Elsie takes the moist cloth from the woman's hands and in doing so, has a strange feeling. Why waters from the underworld? It doesn't sound very pleasant. Oh well, the young woman has given her so many things to think about, she will try this. How bad can it be? And with hurried strokes, Elsie wipes away all residues from her face. Clear! She feels unabashed nakedness.

The young woman stands, eyes gazing downward. Elsie is more than grateful and fears being intrusive, but she has to know, “Who are you that you are so polite and kind to me”?

“I am Awareness. It's my job to help a person see what they already deeply but unconsciously know. But unfortunately -”

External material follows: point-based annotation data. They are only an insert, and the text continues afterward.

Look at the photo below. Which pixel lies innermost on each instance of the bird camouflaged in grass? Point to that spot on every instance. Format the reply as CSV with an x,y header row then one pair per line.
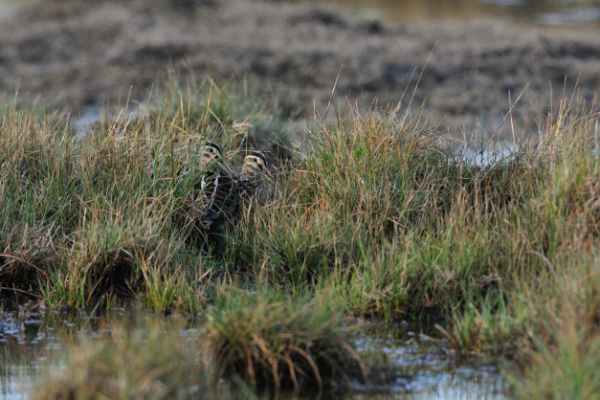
x,y
219,192
253,175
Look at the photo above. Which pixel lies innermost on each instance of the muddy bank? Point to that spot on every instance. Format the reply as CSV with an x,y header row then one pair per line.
x,y
89,53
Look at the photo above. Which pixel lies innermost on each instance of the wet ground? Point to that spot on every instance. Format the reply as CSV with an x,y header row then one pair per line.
x,y
417,366
86,54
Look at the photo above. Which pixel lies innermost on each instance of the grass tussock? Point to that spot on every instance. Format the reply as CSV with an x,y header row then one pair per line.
x,y
377,214
131,363
248,344
281,343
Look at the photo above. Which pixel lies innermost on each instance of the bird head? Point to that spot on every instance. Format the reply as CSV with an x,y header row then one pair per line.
x,y
212,152
256,163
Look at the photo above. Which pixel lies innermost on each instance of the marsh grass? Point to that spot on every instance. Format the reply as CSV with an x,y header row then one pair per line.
x,y
133,362
277,342
380,215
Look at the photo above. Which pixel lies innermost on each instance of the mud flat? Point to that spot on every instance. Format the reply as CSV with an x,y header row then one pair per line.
x,y
84,54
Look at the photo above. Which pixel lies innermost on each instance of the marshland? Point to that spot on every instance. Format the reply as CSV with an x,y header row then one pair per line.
x,y
440,241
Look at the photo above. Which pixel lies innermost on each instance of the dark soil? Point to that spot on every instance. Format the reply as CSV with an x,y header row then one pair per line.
x,y
88,53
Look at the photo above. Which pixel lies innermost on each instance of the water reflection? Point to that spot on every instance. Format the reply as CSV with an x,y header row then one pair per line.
x,y
419,366
416,365
558,12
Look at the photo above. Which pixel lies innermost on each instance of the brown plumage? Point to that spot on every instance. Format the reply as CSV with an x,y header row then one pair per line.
x,y
253,174
218,191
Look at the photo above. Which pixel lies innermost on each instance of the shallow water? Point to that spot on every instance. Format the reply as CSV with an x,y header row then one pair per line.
x,y
561,13
419,366
416,365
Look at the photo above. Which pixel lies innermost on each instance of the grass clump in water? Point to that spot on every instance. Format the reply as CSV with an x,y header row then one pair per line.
x,y
281,343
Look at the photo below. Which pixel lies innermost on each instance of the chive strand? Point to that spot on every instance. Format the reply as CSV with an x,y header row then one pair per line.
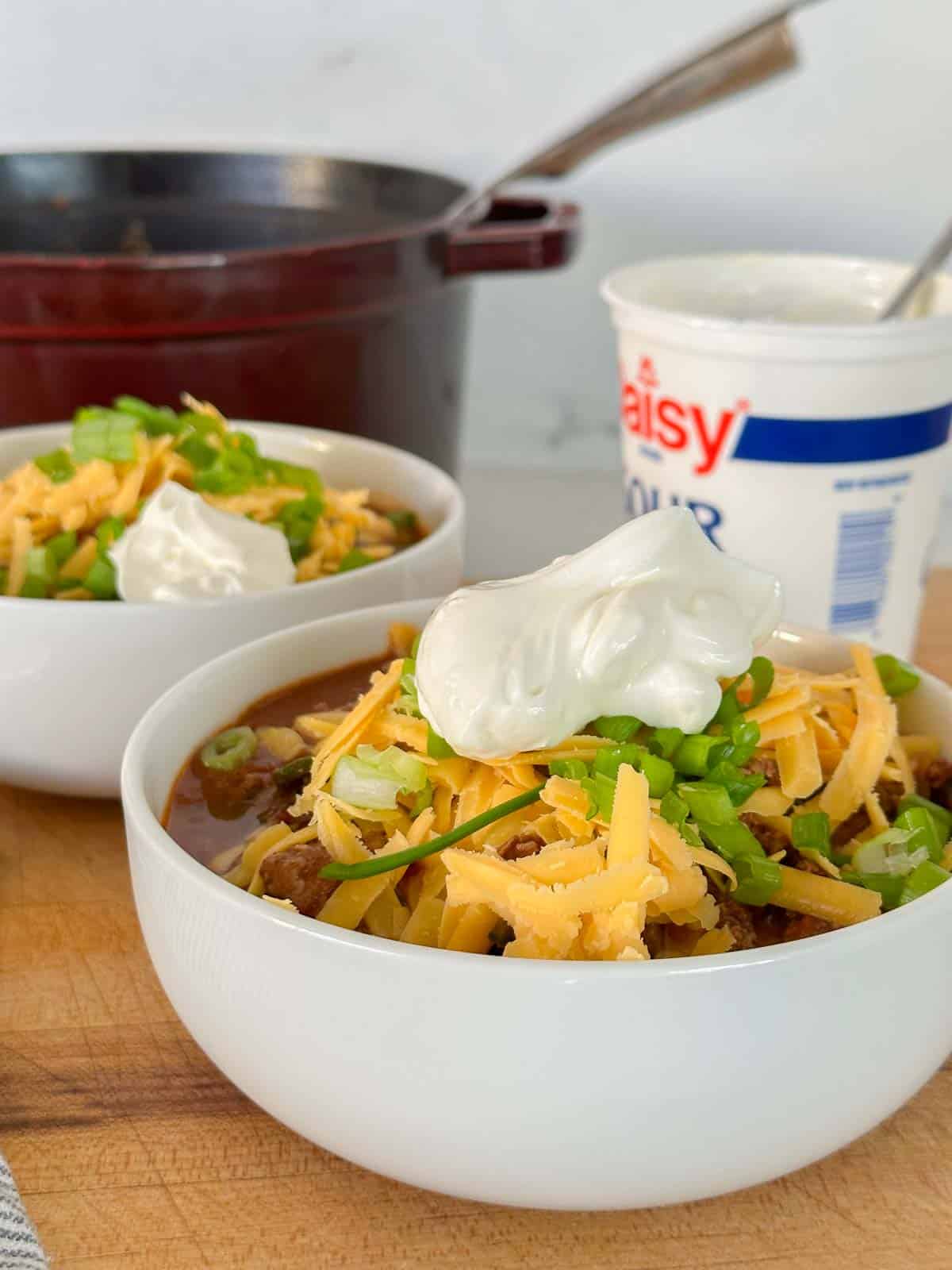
x,y
376,865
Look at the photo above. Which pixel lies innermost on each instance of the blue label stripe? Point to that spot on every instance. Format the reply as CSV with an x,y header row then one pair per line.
x,y
843,441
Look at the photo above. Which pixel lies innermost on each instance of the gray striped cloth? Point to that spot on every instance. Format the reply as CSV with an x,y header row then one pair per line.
x,y
19,1246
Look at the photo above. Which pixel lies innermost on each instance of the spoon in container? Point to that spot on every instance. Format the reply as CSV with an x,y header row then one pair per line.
x,y
930,264
738,63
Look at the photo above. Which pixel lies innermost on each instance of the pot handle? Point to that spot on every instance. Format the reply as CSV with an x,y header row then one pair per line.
x,y
514,234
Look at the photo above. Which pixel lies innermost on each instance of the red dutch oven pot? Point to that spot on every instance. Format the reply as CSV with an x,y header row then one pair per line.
x,y
298,289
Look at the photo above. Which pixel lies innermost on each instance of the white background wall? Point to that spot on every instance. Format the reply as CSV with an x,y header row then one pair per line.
x,y
850,154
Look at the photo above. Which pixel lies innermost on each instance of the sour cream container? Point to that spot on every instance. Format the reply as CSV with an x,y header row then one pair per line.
x,y
806,438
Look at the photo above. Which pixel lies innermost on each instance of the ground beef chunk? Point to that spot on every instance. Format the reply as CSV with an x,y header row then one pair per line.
x,y
520,846
936,783
292,874
770,838
296,822
854,825
890,794
780,926
736,920
805,864
763,766
800,926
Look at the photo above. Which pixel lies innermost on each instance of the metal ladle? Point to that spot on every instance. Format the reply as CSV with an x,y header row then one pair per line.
x,y
739,63
930,264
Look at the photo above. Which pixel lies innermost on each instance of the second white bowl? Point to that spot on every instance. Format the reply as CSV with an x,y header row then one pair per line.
x,y
75,679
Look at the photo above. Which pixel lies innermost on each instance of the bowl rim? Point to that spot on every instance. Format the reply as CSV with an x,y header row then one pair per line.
x,y
427,471
215,891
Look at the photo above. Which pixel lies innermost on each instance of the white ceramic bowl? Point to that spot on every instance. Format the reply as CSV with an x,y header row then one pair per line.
x,y
75,679
551,1085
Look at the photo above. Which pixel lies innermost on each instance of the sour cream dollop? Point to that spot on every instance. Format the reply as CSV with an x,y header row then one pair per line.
x,y
643,622
181,548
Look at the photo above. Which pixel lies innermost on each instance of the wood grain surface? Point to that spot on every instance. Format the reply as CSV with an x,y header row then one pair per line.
x,y
135,1153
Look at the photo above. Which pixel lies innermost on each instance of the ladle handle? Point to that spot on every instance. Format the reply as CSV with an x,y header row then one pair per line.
x,y
733,67
735,64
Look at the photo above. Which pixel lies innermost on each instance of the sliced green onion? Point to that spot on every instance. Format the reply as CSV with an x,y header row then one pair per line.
x,y
888,852
609,759
812,832
942,814
101,579
355,559
664,741
601,791
41,565
898,677
739,785
924,878
762,677
294,772
109,531
693,755
409,702
230,749
620,728
232,471
758,879
395,764
571,768
158,421
708,802
761,672
61,546
734,841
296,520
385,864
197,451
658,772
363,785
924,831
423,800
437,747
889,886
57,465
296,476
403,521
742,746
674,810
101,433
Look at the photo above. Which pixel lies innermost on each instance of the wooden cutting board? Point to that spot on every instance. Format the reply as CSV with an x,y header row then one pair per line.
x,y
135,1153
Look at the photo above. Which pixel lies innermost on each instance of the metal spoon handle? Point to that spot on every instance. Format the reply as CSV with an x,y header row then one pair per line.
x,y
931,262
733,65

Elsie would like to ask again, but just then is staring at that blue and red cloth and is reminded that she must find the fabric and weaving section before the marketplace closes. She thanks the young woman, hands back the oval mirror and cloth, passes through the splashes of dancing light, making her way to where the fabrics would be sold.

She doesn't hear the young woman continue saying, “…unfortunately with my job, sometimes I'm far from being kind or polite.”


Game Plan

Elsie returns from the marketplace. She finds Socrates in dialogue with a few of his students. Sophie seems to be following the heated discussions like a kind of sporting game. But as soon as the young men see Elsie, the crowd quickly disperses.

Elsie stands before Socrates in a blue and red tunic, hot off the loom.

“Elsie!” he exclaims. “You look like an overgrown Sophie.”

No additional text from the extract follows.